ISIS-K claims responsibility for explosion at Kabul airport. What's their agenda?
ISIS-K has claimed responsibility for the explosion that erupted near the Kabul airport on Thursday and killed at least 13 U.S. service members and 170 Afghans.
ABC News Special
This special dives into the chaotic events of recent weeks, from the U.S. moving personnel out of its embassy to the desperate Afghans who clung to planes in hopes of fleeing the country.
U.S. officials had warned of an ISIS attack over the past week in wake of the sweeping Taliban takeover. Gen. Kenneth McKenzie of the U.S. Central Command said Thursday that the attackers were two ISIS suicide bombers.
Experts said the group, dubbed the "mortal adversary" of the Taliban, pose the biggest threat to America's presence in the country.
The U.S. is now racing against time to withdraw by President Joe Biden's Aug. 31 deadline.
Biden warned Tuesday, "Every day we're on the ground is another day we know that ISIS-K is seeking to target the airport and attack both U.S. and allied forces and innocent civilians."
What is ISIS-K?
ISIS-Khorasan, aka ISIS-K, is an affiliate of the Islamic State, or ISIS, which established a caliphate in Iraq and Syria that was later destroyed by American forces. ISIS has geographical branches in Africa, the Middle East and South Asia and ISIS-K is its affiliate based in eastern Afghanistan near the Pakistan border.
Elizabeth Neumann, an ABC News contributor and former U.S. Homeland Security official, said the group emerged about six years ago.
ISIS-K is the "mortal adversary" of the Taliban, Colin Clarke, a counterterrorism analyst with security consulting firm Soufan Group, told ABC News.
"It really tracked quite closely with the evolution of al-Qaida and developed a similar kind of decentralized model really in response to U.S. counterterrorism pressure," he said.
The group has an estimated 1,500 to 2,200 fighters, consisting of Arabs, Middle Easterners, Pakistanis and other South Asians, Clarke said.
He described them as a "transnational group" as opposed to the Taliban, which is predominantly comprised of Pashtuns, according to the Council of Foreign Relations.
There were 77 ISIS-K claimed or attributed attacks from January to April 2021 -- three times as many ISIS-K attacks in Afghanistan than that same period last year, according to a June United Nations report. Last year the group attacked a maternity ward in Kabul on May 12 and Kabul University on Nov. 2.
ISIS-K "continues to pose a threat to both the country and the wider region" and is focused on recruitment, with its core base in small areas of the Kunar and Nangarhar Provinces, the UN report said.

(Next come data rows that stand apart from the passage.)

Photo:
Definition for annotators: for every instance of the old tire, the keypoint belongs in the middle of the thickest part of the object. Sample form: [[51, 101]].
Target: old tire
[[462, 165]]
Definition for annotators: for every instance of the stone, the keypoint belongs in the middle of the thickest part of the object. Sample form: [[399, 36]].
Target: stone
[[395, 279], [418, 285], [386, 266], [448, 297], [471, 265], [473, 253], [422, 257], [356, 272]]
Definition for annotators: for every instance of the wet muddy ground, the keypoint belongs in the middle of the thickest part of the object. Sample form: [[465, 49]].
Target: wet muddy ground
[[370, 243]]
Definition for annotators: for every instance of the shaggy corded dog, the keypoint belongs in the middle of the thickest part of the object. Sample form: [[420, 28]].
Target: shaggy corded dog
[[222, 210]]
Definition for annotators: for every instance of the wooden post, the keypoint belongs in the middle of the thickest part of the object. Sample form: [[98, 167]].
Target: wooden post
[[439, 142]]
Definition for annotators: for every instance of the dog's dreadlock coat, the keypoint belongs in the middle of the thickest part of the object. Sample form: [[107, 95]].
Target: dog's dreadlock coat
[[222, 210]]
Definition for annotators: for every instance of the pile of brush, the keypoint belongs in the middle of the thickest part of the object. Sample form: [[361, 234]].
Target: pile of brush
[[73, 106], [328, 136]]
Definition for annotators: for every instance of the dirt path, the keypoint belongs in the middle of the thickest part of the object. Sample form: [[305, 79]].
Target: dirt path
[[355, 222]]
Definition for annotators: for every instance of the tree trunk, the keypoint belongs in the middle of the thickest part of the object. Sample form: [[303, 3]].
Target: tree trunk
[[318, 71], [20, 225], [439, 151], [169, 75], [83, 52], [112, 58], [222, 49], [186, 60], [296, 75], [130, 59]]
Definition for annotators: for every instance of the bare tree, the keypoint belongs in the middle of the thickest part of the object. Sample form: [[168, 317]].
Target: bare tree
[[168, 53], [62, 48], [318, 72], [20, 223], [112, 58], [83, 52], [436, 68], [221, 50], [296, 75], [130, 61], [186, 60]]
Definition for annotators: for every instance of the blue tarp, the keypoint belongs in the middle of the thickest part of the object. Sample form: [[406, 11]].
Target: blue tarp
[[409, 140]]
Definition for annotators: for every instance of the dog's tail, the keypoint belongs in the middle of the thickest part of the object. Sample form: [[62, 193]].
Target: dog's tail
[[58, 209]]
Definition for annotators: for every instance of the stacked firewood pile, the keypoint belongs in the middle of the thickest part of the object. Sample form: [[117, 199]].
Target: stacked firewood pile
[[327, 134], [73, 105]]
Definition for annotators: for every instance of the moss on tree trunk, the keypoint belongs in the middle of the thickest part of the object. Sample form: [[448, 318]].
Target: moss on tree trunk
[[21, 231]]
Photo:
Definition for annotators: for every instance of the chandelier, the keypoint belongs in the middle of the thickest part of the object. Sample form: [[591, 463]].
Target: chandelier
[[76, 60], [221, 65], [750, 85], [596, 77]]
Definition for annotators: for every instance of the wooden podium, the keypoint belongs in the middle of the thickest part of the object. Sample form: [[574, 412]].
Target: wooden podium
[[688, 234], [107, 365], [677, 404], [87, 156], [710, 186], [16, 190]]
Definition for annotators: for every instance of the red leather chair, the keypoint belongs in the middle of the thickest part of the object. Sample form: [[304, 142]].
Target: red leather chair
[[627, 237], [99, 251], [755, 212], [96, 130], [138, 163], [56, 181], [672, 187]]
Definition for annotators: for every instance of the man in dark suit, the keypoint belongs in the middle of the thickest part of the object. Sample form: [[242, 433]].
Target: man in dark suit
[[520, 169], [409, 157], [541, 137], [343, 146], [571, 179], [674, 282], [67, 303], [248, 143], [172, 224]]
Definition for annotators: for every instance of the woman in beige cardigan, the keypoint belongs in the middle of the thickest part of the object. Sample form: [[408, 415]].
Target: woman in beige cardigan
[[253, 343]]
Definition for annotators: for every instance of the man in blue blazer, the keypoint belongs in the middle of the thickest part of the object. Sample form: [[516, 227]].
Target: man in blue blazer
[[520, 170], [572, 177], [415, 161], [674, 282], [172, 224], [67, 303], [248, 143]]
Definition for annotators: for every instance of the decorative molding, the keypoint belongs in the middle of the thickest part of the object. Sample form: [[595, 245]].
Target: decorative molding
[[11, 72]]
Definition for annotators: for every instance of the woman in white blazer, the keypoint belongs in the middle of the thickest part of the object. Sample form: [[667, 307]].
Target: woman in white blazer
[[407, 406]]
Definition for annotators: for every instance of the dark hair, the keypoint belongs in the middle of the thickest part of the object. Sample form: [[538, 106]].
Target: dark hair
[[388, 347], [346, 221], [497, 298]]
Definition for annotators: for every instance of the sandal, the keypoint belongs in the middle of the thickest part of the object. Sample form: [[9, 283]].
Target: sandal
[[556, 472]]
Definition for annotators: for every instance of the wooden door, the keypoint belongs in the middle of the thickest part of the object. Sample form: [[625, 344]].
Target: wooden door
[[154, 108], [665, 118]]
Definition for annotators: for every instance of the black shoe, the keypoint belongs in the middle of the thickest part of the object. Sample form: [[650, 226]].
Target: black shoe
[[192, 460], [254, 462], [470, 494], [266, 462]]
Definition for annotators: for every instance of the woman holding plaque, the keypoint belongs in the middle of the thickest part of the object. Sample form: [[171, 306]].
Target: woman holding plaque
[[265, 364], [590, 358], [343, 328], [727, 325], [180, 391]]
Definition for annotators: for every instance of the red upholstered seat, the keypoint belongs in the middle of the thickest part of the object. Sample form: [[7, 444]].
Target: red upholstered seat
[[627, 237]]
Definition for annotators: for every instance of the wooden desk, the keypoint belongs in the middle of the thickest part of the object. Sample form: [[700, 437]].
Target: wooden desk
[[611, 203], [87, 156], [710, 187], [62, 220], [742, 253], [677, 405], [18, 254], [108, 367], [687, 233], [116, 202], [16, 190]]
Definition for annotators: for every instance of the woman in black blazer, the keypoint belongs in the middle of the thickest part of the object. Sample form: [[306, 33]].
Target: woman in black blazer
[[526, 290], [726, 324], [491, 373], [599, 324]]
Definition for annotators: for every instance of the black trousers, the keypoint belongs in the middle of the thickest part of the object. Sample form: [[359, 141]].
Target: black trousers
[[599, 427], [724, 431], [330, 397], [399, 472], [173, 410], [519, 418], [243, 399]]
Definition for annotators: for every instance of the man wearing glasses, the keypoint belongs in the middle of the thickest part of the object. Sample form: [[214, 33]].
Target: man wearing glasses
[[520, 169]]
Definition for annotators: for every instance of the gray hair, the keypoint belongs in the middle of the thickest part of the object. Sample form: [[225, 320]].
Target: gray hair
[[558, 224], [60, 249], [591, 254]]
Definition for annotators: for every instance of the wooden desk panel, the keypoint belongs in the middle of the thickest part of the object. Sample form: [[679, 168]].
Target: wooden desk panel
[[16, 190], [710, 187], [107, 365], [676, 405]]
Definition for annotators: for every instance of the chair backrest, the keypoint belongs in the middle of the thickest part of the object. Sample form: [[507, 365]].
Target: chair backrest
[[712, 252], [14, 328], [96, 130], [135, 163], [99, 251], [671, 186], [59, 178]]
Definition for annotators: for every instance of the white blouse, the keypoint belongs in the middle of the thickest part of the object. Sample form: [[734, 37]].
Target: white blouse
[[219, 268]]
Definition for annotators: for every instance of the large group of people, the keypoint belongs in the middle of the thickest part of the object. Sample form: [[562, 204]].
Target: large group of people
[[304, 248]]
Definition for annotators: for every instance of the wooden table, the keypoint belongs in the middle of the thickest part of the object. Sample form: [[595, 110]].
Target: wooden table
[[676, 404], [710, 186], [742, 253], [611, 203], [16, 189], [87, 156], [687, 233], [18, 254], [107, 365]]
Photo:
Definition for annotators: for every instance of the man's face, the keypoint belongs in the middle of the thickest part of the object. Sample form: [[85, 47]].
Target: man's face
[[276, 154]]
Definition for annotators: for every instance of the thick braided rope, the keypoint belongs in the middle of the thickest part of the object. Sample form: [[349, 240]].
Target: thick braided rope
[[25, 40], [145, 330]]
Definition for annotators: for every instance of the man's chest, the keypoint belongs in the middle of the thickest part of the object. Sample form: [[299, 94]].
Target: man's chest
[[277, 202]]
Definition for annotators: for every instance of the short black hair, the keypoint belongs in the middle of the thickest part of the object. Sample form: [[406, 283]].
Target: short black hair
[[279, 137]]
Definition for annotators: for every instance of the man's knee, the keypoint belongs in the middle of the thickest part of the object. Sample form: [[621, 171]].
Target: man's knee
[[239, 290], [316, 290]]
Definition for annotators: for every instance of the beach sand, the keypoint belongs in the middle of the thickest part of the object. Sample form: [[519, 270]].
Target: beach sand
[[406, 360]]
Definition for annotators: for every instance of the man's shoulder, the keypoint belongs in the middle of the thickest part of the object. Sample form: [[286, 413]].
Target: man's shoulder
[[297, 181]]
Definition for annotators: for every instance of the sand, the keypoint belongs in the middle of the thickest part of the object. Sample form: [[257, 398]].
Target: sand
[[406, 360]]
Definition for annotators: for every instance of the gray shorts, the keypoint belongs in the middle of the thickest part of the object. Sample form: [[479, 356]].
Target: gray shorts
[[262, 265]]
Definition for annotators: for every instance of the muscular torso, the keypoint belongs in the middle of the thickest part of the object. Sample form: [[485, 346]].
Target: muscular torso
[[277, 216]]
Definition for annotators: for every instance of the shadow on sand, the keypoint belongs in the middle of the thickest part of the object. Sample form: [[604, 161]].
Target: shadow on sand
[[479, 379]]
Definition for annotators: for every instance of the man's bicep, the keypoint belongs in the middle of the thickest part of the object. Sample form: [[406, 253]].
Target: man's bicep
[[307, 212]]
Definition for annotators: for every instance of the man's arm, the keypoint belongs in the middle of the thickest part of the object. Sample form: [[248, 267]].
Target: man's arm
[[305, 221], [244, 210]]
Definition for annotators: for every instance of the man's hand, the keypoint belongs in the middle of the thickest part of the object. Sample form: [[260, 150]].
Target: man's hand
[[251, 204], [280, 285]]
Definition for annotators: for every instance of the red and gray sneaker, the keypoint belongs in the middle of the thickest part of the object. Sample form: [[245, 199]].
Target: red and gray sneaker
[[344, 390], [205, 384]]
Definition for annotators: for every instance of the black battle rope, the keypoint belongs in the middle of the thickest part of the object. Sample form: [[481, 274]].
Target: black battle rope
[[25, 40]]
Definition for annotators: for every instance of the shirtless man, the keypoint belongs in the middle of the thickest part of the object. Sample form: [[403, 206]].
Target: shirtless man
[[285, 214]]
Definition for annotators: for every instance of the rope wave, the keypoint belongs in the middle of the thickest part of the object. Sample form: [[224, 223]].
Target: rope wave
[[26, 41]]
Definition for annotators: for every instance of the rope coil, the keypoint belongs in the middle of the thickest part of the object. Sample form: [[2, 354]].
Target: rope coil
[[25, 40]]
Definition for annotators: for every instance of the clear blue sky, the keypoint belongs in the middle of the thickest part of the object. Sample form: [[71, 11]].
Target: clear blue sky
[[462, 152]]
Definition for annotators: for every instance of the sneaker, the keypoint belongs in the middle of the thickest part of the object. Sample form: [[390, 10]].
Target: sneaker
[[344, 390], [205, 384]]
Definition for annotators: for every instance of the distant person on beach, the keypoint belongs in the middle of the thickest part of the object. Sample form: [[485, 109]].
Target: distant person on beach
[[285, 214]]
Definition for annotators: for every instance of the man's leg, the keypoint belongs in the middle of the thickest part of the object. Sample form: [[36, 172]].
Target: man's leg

Bruce Hoffman, a terrorism scholar at the Council on Foreign Relations, said the group stands against the Taliban and al-Qaida as well as the U.S.
"Their objective is to wantonly attack the U.S. because they see the U.S. as their main enemy," he said. "Also, I think it's designed to embarrass the Taliban as well. ISIS attempted to move in and establish a base in Afghanistan to compete with the Taliban. Their ideologies are pretty much the same. It's more of a power struggle than an ideological or religious one."
Neumann described the group as much more violent than the Taliban.
"When I think of ISIS, I think extremely brutal. It's not that the Taliban has a good record of not being brutal, but it's a slightly different type of brutality," Neumann said. "[The Taliban] sounds as if they're trying to stand up a government and run a country."
What is their agenda?
The group has an objective to carve out some piece of territory that they can rule, Clarke said, citing ISIS's motto to "remain and expand."
"If they were ever to reach the point where they felt like they were governing a sufficient amount of territory, they may very well attempt to declare a caliphate again," he said.
He went on, "The Taliban is not at risk of being overtaken by ISIS-K, they just don't have the numbers. ISIS-K is playing more of a spoiler role, where they'll be able to kind of launch attacks, keep the Taliban off balance. But I don't ever expect them to get to the point where they're threatening to take over Afghanistan in the same way the Taliban did."
Hoffman, with the Council on Foreign Relations, said that any attacks from ISIS-K shouldn't come as a surprise.
"Over the past year, they've spread to an additional seven provinces. So clearly, ISIS-K has become more active and threatening in recent months," Hoffman said. "The current upheaval and chaos in Afghanistan presents them with a myriad of new opportunities to draw attention to themselves and their cause and basically punish all their enemies -- the U.S. but also the Taliban and al-Qaida as well."
What threat do they pose to the U.S.?
With the U.S. leaving Afghanistan, experts say future attacks by ISIS-K are likely to occur.
"There's nothing they'd love more than to plot an attack on the U.S.," Clarke said.
An attack on U.S. soil isn't likely for the "foreseeable future" but may be in the "long term," according to Hoffman.
As for Afghanistan, with the Taliban takeover and rising terror threats like ISIS-K, its future is murky.
"Afghanistan overall is being re-submerged into a very, very dark period," Hoffman said.